E naturalmente, potendo decidere come dipingere e tratteggiare il protagonista delle mie storie, Alessandro Gordiani, ho immaginato un avvocato che un po’ mi somigliasse (forse dovrei dire “un avvocato a cui io avrei voluto somigliare”), che girasse in Vespa e fosse un po’ “informale”, e l’ho collocato all’interno di uno studio legale dove anche a me sarebbe piaciuto lavorare, un luogo in cui vi fosse un clima disteso, a volte goliardico, anche un po’ scanzonato se volete, un gruppo di amici prima ancora che di colleghi, dove la battuta, lo spirito di colleganza, l’interlocuzione, la mancanza d’inutili formalismi e l’aiuto reciproco fossero il pane quotidiano, ovviamente uniti a un grado massimo di serietà e di professionalità. Perché un avvocato può essere sì scanzonato e ironico, ma deve essere anche (e soprattutto) bravo e professionale, o almeno questa era l’immagine che io volevo offrire al lettore, a maggior ragione in un’epoca dove l’opinione comune nei confronti di chi esercita la professione legale non è certo delle migliori. E così è nata la “squadra” dell’avvocato Gordiani, dove non c’è un solista, ma piuttosto un coro in cui Gordiani – con le sue esitazioni, i suoi dubbi e la sua puntigliosità – si prende gli assoli principali, mentre gli altri amici (e colleghi) – ciascuno con le sue caratteristiche e le sue peculiarità – si danno da fare per completare una partitura orchestrata nel miglior modo possibile.
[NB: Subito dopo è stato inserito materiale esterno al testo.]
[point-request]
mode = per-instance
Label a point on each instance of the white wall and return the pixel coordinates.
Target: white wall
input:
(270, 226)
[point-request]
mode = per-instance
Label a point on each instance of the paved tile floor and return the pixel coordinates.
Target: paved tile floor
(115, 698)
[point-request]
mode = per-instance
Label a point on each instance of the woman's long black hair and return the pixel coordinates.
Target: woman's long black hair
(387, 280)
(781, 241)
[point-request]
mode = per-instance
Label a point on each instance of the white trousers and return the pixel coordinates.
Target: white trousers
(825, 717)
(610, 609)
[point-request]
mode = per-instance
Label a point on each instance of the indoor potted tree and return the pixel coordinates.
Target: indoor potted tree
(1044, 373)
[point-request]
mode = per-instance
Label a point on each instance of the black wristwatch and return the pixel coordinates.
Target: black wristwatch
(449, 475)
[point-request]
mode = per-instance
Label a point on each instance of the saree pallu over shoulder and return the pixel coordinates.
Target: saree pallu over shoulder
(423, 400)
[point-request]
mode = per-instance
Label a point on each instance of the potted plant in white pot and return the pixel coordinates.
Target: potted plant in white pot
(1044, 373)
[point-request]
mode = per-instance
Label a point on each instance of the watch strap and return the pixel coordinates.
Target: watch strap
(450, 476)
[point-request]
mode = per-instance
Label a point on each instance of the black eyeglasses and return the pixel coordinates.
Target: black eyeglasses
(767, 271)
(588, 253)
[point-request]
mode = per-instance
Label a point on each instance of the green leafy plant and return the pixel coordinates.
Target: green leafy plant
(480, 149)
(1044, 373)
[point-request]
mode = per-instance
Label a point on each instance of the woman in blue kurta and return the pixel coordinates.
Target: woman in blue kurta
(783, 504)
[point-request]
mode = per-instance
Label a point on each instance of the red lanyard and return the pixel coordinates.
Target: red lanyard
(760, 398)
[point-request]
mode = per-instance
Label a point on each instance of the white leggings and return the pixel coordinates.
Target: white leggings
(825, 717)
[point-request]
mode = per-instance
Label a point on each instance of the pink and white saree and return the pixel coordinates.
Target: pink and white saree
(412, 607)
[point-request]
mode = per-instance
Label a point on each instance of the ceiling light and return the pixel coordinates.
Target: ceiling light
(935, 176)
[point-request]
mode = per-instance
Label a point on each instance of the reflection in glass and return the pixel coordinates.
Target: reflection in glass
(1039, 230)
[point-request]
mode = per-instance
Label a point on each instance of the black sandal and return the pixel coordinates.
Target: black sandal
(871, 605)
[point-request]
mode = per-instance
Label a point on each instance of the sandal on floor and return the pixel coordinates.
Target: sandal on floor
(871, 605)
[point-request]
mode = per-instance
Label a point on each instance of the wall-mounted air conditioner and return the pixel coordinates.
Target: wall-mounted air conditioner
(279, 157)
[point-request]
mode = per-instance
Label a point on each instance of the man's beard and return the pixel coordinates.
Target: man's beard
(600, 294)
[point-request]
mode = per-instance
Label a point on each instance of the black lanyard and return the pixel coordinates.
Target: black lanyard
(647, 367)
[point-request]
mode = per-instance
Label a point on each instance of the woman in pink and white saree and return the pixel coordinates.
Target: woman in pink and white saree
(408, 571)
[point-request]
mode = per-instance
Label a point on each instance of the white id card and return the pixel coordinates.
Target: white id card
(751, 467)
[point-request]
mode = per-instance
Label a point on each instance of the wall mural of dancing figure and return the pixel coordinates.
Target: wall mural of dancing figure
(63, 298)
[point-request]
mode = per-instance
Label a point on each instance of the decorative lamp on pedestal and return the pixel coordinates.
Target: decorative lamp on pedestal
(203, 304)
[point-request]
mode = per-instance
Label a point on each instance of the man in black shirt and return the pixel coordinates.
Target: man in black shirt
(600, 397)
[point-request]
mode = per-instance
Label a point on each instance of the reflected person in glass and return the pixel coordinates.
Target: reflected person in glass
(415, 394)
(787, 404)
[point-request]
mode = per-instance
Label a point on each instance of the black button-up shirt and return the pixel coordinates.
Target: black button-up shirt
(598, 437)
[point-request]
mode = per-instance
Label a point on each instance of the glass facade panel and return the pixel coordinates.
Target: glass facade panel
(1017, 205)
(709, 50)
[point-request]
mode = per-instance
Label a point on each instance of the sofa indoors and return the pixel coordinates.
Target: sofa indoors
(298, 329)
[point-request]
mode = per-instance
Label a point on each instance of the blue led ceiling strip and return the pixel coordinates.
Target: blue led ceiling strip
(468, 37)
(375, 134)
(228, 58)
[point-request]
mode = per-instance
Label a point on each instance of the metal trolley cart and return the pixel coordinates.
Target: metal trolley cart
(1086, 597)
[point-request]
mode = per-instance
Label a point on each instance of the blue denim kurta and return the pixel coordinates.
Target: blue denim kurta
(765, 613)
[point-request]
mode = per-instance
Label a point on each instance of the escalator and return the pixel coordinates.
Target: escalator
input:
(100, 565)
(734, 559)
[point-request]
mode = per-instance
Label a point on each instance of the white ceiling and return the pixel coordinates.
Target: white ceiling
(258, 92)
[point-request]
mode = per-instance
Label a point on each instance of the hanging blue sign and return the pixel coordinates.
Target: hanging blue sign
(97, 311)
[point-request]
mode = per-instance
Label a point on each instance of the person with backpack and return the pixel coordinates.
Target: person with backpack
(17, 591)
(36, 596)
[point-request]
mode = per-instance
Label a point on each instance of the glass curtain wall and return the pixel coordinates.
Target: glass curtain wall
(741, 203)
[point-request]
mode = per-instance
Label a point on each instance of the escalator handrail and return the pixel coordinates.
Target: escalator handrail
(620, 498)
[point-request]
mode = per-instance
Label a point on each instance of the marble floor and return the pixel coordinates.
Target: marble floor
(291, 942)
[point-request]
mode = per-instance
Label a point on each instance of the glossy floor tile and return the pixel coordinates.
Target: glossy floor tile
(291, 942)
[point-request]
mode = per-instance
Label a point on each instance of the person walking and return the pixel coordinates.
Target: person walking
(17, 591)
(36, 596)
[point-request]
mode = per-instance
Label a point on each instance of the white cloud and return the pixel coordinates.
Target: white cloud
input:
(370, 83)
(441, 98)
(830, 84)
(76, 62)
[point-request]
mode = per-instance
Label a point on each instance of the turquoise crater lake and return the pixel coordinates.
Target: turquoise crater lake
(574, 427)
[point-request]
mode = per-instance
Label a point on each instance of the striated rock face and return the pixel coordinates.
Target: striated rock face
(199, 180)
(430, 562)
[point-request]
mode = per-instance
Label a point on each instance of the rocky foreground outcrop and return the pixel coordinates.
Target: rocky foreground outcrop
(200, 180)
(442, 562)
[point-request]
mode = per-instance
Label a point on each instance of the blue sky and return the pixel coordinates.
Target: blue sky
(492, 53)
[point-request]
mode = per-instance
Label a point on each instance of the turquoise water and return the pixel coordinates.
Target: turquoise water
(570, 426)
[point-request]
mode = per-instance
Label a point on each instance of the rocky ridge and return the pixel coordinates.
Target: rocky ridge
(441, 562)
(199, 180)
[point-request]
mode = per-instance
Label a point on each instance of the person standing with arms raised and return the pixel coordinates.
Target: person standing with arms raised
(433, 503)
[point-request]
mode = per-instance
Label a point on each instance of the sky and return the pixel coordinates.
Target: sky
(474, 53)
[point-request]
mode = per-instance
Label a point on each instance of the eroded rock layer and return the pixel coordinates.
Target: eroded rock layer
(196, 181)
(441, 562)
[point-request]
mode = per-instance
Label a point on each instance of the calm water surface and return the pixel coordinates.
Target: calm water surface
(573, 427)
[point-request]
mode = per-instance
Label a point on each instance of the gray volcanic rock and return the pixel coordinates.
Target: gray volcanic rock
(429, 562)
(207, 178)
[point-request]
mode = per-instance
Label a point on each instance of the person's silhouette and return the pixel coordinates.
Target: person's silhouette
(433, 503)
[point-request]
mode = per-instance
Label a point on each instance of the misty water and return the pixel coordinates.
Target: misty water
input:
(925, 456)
Un gruppo di persone che, insieme, lavorano per raggiungere un obiettivo comune. E, sempre potendo scegliere, ho collocato lo studio a Roma, in una strada dal fascino antico come corso Vittorio Emanuele, che da lungotevere arriva fino a largo di Torre Argentina, in pieno centro storico, così da poter utilizzare gli spostamenti dei protagonisti per descrivere (sempre con rispetto, quasi con pudore) qualche scorcio della mia città. Una specie di The Good Wife all’italiana, se l’avete visto, ovviamente con le dovute differenze, perché a mio avviso non c’è nulla di peggio che cercare di scopiazzare ambienti e atmosfere di stampo tipicamente statunitense, soprattutto avendo a disposizione un ordinamento penale spettacolare come quello italiano.
L’occasione ideale, inoltre, per raccontare di casi controversi, di omicidi e di torti, di dolore e di redenzione, di colpevoli e di innocenti – ammesso che ve ne siano – e, soprattutto, di legge e di giustizia, cercando di far capire al lettore che spesso, forse troppo spesso, i due concetti non coincidono affatto e che applicare correttamente la prima non necessariamente significa far trionfare (come spesso con enfasi si usa dire) la seconda.
Del resto, già autori come Gianrico Carofiglio – punto di riferimento in Italia di questo genere narrativo – o come Scott Turow o John Grisham (oltre a serie televisive come appunto The Good Wife) hanno dimostrato e continuano a dimostrare come l’interesse del pubblico per le storie di processi, giudici e avvocati sia molto alto.
Una straordinaria possibilità, infine, per raccontare “dall’interno” come funziona il mondo giudiziario e quali sono i reali meccanismi che governano il processo penale italiano, che – contrariamente a quanto qualcuno potrebbe pensare – è straordinariamente avvincente ed accattivante e non ha assolutamente nulla da invidiare, in termini di spettacolarità, pathos emotivo e tensione narrativa, al fortunato e seguitissimo legal thriller di stampo anglosassone, che ci ha regalato tanti romanzi e film indimenticabili.